Last update of the day: Tomorrow's New York Times has a profile I wrote about Martin Nowak, a mathematical biologist at Harvard. Nowak uses games to understand how cooperation evolved--whether that cooperation is between people or between cells or between genes. I've written about Nowak in passing before--his work on language evolution turns up in my book Evolution: The Triumph of an Idea, and there's a bit on his research on cancer evolution in an article I wrote last year for in Scientific American. But I was very curious to talk to Nowak and figure out how all these topics fit inside the head of one scientist.
If you want to read more about Nowak, he's got pdf's galore at his web site. Be prepared for a lot of math, though. All the equations may leave you wondering what the ethereal realm of math has to do with the blood-and-guts reality of life. And it turns out, Nowak informs me, that the annals of geek humor includes a mathematical biology joke.
A shepherd is tending his sheep, and a man comes by and says, "If I guess the correct number of your sheep, can I have one?"
The shepherd says, "Please try."
The man looks at the flock and says "Eighty-three."
The shepherd is completely amazed that he got the right number. The man picks up a sheep and starts to walk away.
The shepherd says, "Wait! If I guess your profession, can I have my sheep back?"
The man says, "Sure."
The shepherd says, "You must be a mathematical biologist."
The man says, "How did you know?"
"Because you picked up my dog."
Heh. He used that same joke at the AIBS meeting he spoke at in DC this past May too.
I have his "Evolutionary Dynamics" book, but it's not an easy read--I've gone through the chapters on evolution of virulence, HIV and cancer dynamics, but the other ones just aren't light reading to me. He's definitely quite a personality, though...
The NYT article was very interesting, and I think Martin may be onto something with respect to his views on religion and evolution. His initial quote: "Evolution describes the fundamental laws of nature according to which God chose to unfold life" is thought-provoking from both a scientific and religious perspective. However, I'm not sure I agree with his second quote on the subject: "Like mathematics, many theological statements do not need scientific confirmation." I assume he doesn't place "...and on the sixth day, God created Adam and Eve" into that category. "Love thy neighbor" and "let he who is without sin cast the first stone" both work for me, though I'm not sure cherry-picking theological statements would go over too well with the fundamentalist crowd.
Are you heading to Rentschler Field tonight (7/31)? You fit the demographic...
I'm a big, big fan of Martin Nowak. Both his Evolutionary Dynamics and his Viral Dynamics are very, very good, and really are quite deep and inspiring. His mathematical intuition for looking at biological systems is magical, but he's also one of those mathematicians that really understands the biology, which is why I think he succeeds more than other physicists and mathematicians that try to dabble in biology. He's not afraid to admit when he doesn't know something, but he's also not afraid to say what he thinks.
He really makes apparent that evolution just can't be studied without mathematics, because any hypothesis about mechanisms of evolution needs to be made rigorous via measurement and quantification and studied to see how feasible such a "just so" story really is.
The real shame is that physicists and mathematicians who dabble in biology keep "rediscovering" and publishing stuff that he's already done 5, 10, even 15 years ago, and he never really gets as much credit as he deserves. I've found papers doing nearly exactly what he already did, and they don't cite any one of his landmark papers.

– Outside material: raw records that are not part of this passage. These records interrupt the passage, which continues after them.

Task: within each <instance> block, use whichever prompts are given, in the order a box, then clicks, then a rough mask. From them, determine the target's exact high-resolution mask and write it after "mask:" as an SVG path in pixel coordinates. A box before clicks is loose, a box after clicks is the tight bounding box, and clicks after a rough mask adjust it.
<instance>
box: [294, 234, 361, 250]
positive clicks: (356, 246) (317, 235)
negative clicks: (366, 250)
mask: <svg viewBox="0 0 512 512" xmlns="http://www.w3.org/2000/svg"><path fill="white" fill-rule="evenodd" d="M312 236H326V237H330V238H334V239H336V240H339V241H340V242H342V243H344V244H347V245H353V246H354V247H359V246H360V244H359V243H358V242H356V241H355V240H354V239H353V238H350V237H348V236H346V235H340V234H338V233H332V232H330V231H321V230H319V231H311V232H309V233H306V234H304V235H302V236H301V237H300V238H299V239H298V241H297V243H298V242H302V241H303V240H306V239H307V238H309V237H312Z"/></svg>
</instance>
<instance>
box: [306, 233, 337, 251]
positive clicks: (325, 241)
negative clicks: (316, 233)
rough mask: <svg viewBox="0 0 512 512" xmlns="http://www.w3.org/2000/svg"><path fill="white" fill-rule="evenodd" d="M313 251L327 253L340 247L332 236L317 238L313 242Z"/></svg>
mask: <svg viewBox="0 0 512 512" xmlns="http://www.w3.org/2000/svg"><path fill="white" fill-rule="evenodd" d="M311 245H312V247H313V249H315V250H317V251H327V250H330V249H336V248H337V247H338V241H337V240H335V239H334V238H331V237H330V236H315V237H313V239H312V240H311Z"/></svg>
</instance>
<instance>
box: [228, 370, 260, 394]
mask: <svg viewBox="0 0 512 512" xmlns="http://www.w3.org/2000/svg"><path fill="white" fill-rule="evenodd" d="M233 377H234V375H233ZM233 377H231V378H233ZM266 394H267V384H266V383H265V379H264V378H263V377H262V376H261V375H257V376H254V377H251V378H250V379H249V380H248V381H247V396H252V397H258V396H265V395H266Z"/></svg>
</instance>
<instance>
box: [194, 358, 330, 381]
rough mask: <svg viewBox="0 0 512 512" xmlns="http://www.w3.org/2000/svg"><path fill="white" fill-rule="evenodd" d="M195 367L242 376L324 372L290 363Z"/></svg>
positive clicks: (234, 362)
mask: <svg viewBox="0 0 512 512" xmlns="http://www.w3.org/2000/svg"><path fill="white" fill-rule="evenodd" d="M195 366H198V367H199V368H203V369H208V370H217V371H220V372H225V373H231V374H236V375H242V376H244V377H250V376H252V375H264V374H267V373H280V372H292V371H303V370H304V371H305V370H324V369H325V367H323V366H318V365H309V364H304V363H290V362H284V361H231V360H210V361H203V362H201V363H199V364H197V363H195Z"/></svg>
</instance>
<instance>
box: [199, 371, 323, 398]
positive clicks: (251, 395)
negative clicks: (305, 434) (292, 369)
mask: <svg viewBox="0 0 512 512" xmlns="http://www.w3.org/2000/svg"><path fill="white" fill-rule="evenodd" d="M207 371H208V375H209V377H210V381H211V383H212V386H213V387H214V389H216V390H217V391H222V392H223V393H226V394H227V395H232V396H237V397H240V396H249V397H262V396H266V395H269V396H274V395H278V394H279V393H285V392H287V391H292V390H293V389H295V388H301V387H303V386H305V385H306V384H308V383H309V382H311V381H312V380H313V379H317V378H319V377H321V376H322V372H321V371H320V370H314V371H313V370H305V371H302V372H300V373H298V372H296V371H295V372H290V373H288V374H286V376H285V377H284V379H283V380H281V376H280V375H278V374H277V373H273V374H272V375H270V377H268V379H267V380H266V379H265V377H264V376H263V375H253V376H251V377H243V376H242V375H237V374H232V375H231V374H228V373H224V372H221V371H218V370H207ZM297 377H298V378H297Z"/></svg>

Can I be shamelessly pedantic about that joke? The sentence, "The man picks up a sheep and starts to walk away", shouldn't be in there. The man didn't pick up a sheep, did he?. A joke should at least have some kind of internal consistency: it shouldn't, as it were, tell a lie. Leave that sentence out, and you're left to assume the man picks up a sheep - and it's that assumption which turns out, hilariously (well, quite amusingly) to be wrong.
Sorry about that. Can't help myself sometimes.
Take your meds.
To be even more pedantic: if the mathematical biologist couldn't tell sheep from dogs, he would have included the dog in his count, so that there were in fact eighty-two sheep and a dog, in which case the shepherd would not have considered eighty-three sheep to be the correct answer.
OK, OK, I'll go and quietly sit in a corner now.
The way I see it, neither genes nor organisms can survive on their own, without cooperation - with each other and/or the environment. Does anyone have a theory to explain the evolution of selfishness? Not sure how the maths works but the competitiveness of 'nature' is something of an anthropomorphism.
(Surely the shepherd discounted the dog, while the mathematical biologist discounted the sheep that was now his; thus they agreed how many there are.)
bob, if I were to take a guess, a simple game model to analyze benefit versus cost of selfishness per event in question might shed some light on that issue.
(and your parenthetical concerning the joke is spot on)
bobtwice, try The Selfish Gene by Richard Dawkins.